As I wrote before, I heard it clearly.
And then, all of the sudden, he did.
Or so it seemed.
Message after message calling me
beautiful, and special, and wonderful.
I had already accepted there would be no fight.
So what was this?
It was late, and he had been drinking.
"If you mean any of this, tell me tomorrow.
I have a feeling I won't hear from you."
I hoped I was wrong.
He assured me I was wrong and
asked me to come over to see him
"I just want to hold you in my arms."
It sounded wonderful.
But I knew it wasn't right, saying no
again and again, unwavering.
"If you mean it, tell me tomorrow."
"I will," he said. "Goodnight Gorgeous."
The next day I waited until late afternoon.
"You don't have anything to say?" I asked
"I'm an idiot." he replied
It didn't even take a moment to sink in.
He said it all hoping I would come over.
He wanted something and thought I would
give in if he said nice things about me.
It's worked for others in years past.
"Is that what this was?" I asked. Silence.
"A simple yes or no will suffice"
His reply, "Basically." and "I'm sorry."
Hurt and angry at his attempt to manipulate me, and also wondering what it meant about every other conversation we'd ever had, I argued with him for a while through IM. Finally he said, "If you want to bash me and scream at me, you can. I can take it." But I couldn't do it. I fell asleep instead.
God took that time to work on my heart, to get me to see past the hurt feelings.
By the next morning I knew that what had happened was a symptom of his own spiral. I knew that he didn't deliberately hurt me, I was just collateral damage in his own personal mess and his struggle with alcohol, one I didn't even realize existed.
I wrote him a long note about my own spiral and his, about walking in righteousness, about being able to fail fast, realize we've failed and jumping up to try again. I wasn't preaching to him as someone who was superior... I was sharing with him as someone who has needed to hear these things myself in the last couple of weeks.
"I want to be angry with you, but
I don't know if I can be.
I may be hurt and upset, but
I can't sit in a boat and
watch you drown
while I yell at you for splashing water on me."
I sent him my blog post called "Be still" and told him Jesus is fighting for him too. He agreed.
Maybe we can be good friends again someday. I don't see us ever dating again. That ship has sailed... and he wasn't in the boat. ;-)
I'll continue to pray for him. But his salvation and sobriety aren't my responsibility.

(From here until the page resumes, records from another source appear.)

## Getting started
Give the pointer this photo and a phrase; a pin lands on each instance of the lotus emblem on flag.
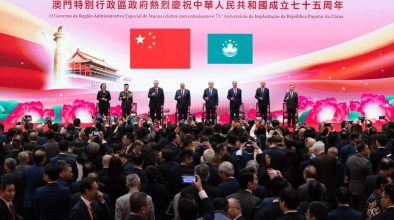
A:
(230, 48)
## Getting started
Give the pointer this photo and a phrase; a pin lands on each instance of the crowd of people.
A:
(196, 170)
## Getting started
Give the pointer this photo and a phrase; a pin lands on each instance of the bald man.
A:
(211, 101)
(182, 97)
(235, 96)
(263, 99)
(156, 102)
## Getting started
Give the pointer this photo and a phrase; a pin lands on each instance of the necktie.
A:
(91, 210)
(13, 213)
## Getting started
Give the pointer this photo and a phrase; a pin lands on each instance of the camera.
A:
(97, 117)
(188, 179)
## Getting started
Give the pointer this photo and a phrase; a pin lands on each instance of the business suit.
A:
(388, 214)
(358, 168)
(50, 202)
(70, 160)
(292, 216)
(182, 97)
(263, 97)
(211, 98)
(235, 97)
(156, 101)
(291, 99)
(160, 197)
(271, 212)
(5, 212)
(127, 101)
(229, 186)
(103, 105)
(34, 178)
(249, 203)
(303, 191)
(80, 211)
(122, 207)
(326, 173)
(346, 212)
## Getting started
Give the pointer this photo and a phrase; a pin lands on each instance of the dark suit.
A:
(127, 101)
(249, 203)
(326, 173)
(160, 197)
(271, 212)
(292, 216)
(263, 93)
(235, 102)
(79, 211)
(70, 160)
(103, 105)
(358, 168)
(211, 102)
(50, 202)
(5, 213)
(211, 191)
(229, 186)
(155, 102)
(386, 215)
(292, 106)
(341, 213)
(376, 156)
(182, 102)
(34, 178)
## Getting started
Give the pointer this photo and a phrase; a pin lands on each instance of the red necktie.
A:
(13, 213)
(91, 210)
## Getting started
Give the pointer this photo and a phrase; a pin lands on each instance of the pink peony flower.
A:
(372, 106)
(304, 104)
(327, 110)
(80, 109)
(35, 109)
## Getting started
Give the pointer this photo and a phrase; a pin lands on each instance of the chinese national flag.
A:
(160, 48)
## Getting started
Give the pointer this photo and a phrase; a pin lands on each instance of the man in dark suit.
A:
(358, 168)
(387, 203)
(182, 97)
(288, 202)
(202, 170)
(7, 193)
(263, 98)
(156, 102)
(158, 192)
(139, 206)
(291, 100)
(63, 147)
(87, 207)
(343, 211)
(211, 98)
(326, 169)
(229, 184)
(103, 96)
(50, 200)
(235, 96)
(126, 97)
(234, 209)
(250, 204)
(33, 178)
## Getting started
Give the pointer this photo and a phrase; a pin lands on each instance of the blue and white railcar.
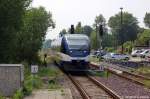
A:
(75, 49)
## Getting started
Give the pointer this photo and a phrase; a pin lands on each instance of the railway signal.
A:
(72, 29)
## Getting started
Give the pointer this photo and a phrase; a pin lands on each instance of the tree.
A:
(78, 28)
(32, 35)
(147, 20)
(87, 30)
(11, 13)
(47, 44)
(99, 20)
(62, 32)
(127, 31)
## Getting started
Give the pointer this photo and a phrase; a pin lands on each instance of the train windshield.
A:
(80, 44)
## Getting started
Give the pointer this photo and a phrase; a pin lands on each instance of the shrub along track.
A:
(127, 85)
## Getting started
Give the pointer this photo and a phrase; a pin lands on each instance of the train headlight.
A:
(84, 51)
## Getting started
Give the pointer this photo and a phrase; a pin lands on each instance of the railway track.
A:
(138, 79)
(125, 84)
(90, 88)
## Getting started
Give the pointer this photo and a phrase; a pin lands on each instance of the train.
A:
(73, 51)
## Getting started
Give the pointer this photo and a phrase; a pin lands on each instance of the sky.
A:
(67, 12)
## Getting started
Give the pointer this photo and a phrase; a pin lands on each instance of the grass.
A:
(147, 83)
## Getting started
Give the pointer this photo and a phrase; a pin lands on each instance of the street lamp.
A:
(121, 30)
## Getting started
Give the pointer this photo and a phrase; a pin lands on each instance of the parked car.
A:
(101, 53)
(116, 56)
(94, 53)
(136, 53)
(144, 53)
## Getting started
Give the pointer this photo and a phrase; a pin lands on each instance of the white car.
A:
(136, 53)
(116, 56)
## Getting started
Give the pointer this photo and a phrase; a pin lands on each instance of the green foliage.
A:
(18, 94)
(30, 38)
(30, 83)
(94, 40)
(99, 20)
(147, 19)
(127, 31)
(11, 13)
(47, 44)
(143, 38)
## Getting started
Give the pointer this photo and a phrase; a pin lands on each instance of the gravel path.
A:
(66, 83)
(124, 88)
(94, 91)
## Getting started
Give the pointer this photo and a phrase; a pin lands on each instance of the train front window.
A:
(81, 44)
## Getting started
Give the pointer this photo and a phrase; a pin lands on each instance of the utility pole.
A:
(96, 38)
(122, 48)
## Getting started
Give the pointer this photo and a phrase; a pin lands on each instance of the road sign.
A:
(101, 67)
(34, 69)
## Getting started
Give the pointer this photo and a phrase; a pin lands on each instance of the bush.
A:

You have no idea what a huge statement that is coming from a habitual co-dependent rescuer, and how proud of myself I am for writing it and believing it. It's amazing when baby-steps turn into actual change.
“Simon, Simon, Satan has asked to sift each of you like wheat.
But I have pleaded in prayer for you, Simon, that your faith should not fail.
So when you have repented and turned to me again, strengthen your brothers.”
~Luke 22:31-32 Spoken by Jesus, emphasis added.